A grotesque reimagining of Lewis Carroll’s Alice in Wonderland, Alice takes you down the rabbit hole into something more violent and bloody than Carroll ever imagined.
But though that would normally be right up my alley (or down my rabbit hole), I found it creepy but uninspired.
In a warren of crumbling buildings called the Old City, a hospital echoes with the screams of the poor souls inside. Inside, there is a woman. Her hair, once blond, hangs in tangles down her back. She doesn’t remember why she’s in such a terrible place. Just a tea party long ago, and long ears, and blood…Then, one night, a fire at the hospital gives the woman a chance to escape, leaving her free to uncover the truth about what happened to her all those years ago.

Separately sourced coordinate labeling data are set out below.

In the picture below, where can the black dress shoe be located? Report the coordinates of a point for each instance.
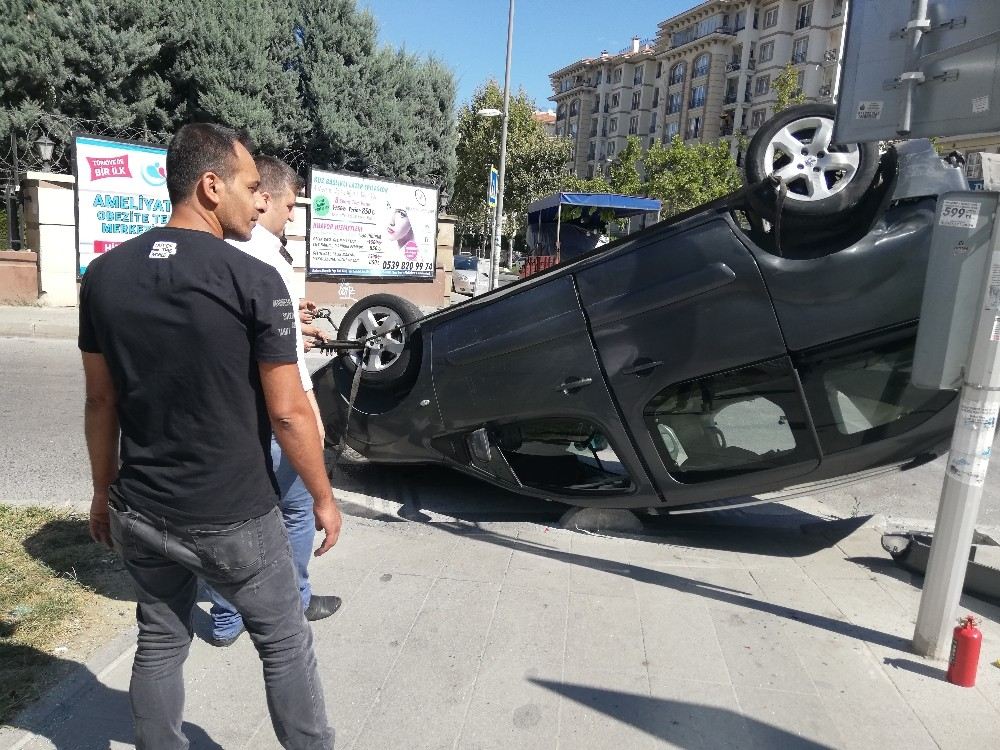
(322, 606)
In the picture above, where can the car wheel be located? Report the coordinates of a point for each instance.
(823, 179)
(387, 324)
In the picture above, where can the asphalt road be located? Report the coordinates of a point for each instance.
(45, 461)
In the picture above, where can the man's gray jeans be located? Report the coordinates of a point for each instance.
(249, 563)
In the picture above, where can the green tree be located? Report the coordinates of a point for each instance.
(624, 177)
(786, 89)
(233, 63)
(683, 176)
(536, 162)
(88, 60)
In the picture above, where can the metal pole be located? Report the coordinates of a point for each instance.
(494, 255)
(968, 460)
(558, 226)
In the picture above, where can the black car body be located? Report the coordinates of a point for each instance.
(700, 360)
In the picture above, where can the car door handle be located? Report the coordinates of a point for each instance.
(572, 384)
(641, 367)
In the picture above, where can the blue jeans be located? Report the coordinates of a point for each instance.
(300, 523)
(249, 562)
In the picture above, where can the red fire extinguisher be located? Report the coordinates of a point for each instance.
(966, 641)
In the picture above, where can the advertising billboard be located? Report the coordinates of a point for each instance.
(370, 229)
(121, 191)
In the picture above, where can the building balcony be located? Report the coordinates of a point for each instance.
(726, 30)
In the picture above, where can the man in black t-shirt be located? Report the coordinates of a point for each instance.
(190, 363)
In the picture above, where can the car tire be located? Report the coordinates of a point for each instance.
(390, 322)
(823, 180)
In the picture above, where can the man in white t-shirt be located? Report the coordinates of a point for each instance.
(279, 185)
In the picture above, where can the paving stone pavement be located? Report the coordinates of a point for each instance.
(499, 634)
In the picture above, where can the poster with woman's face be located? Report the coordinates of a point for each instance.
(361, 227)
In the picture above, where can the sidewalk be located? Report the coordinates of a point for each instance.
(39, 322)
(517, 635)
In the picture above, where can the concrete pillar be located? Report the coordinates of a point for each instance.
(50, 230)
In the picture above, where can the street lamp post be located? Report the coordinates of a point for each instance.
(498, 224)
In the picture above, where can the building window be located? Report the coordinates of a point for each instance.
(697, 96)
(803, 17)
(677, 73)
(700, 66)
(694, 127)
(799, 50)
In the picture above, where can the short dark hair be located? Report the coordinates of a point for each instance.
(275, 176)
(198, 148)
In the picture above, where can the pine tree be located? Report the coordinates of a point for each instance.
(234, 63)
(343, 84)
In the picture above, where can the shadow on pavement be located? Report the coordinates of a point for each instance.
(692, 586)
(99, 715)
(65, 546)
(920, 668)
(768, 529)
(682, 724)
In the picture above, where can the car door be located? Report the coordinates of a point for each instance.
(524, 402)
(687, 336)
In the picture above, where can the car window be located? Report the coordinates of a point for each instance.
(568, 455)
(731, 423)
(860, 391)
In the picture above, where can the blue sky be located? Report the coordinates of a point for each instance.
(470, 36)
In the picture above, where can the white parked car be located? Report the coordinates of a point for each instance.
(463, 278)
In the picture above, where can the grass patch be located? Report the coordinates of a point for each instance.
(58, 591)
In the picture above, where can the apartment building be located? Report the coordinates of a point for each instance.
(707, 75)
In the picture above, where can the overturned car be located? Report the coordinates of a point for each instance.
(760, 345)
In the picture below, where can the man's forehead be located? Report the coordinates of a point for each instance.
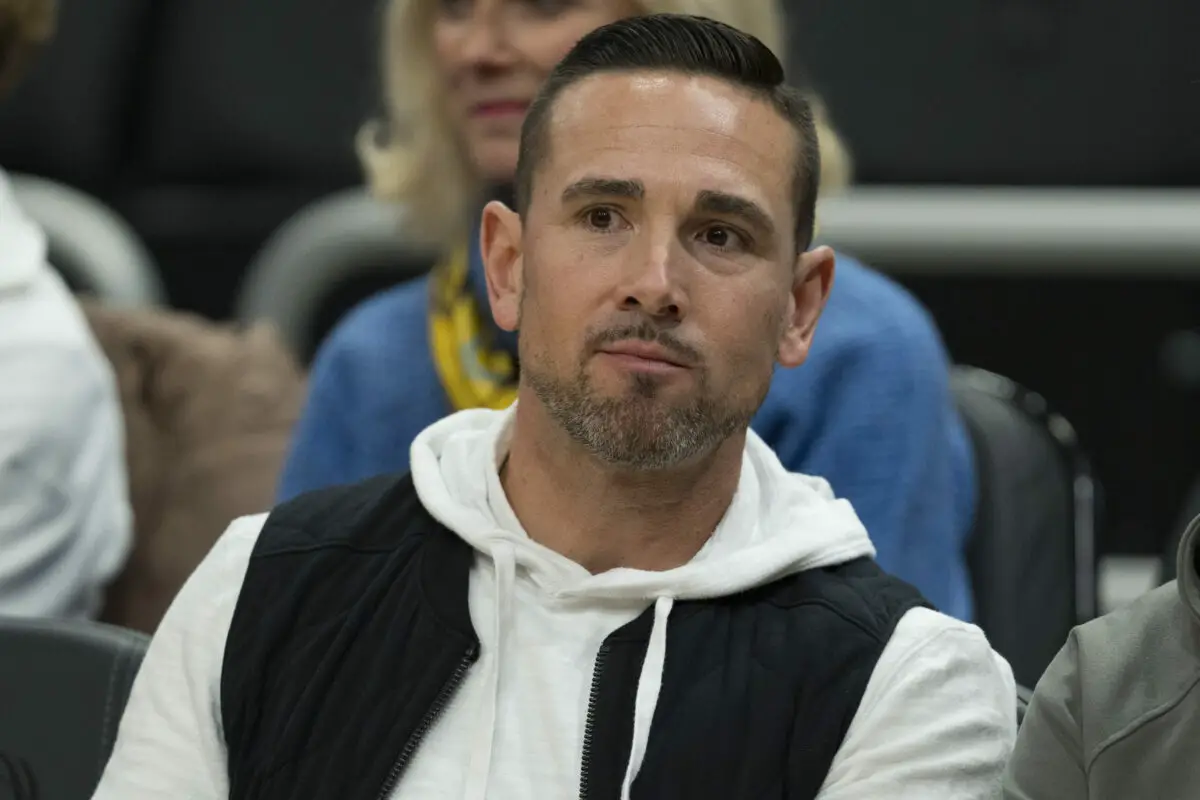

I was impatient to finish the book, not because it was good and I wanted to find out what happens, but because I wanted it to end. I did think Alice was an adult’s retelling of the childhood story, ripe with rape, human trafficking, violence, and thugs. Of course, there is also madness, with the character from the childhood story reimagined as adults with dark histories and violent behaviors. And that should have been more than enough to keep the story going. I don’t know if it was the writing that strained to mimic the original Alice in Wonderland, or if it was the forced grotesqueness and horror, but the story didn’t do it for me.
I had high hopes for Alice, as I usually love dark reimaginings, but this one had all the darkness and blood, with none of the feeling I needed. There was a disconnect between Alice and me as I read her, as if viewing her story through a scratched and murky looking glass.
I’ll give Christina Henry another try as I already bought The Girl in Red, and, like I said, I do love dark retellings. Hopefully the Little Red Riding Hood reimagining plays out better than the Alice in Wonderland retelling.
Favorite quotes from Alice:
“You’re only a mouse if you let them make you one.”
“It made Alice realize how much of life was full of empty stuff, objects longed for because the hope of them made your small life seem bigger, better, brighter.”
“There is more to you than you know. Remember that.”
“Things that are worth nothing are easy to come by.”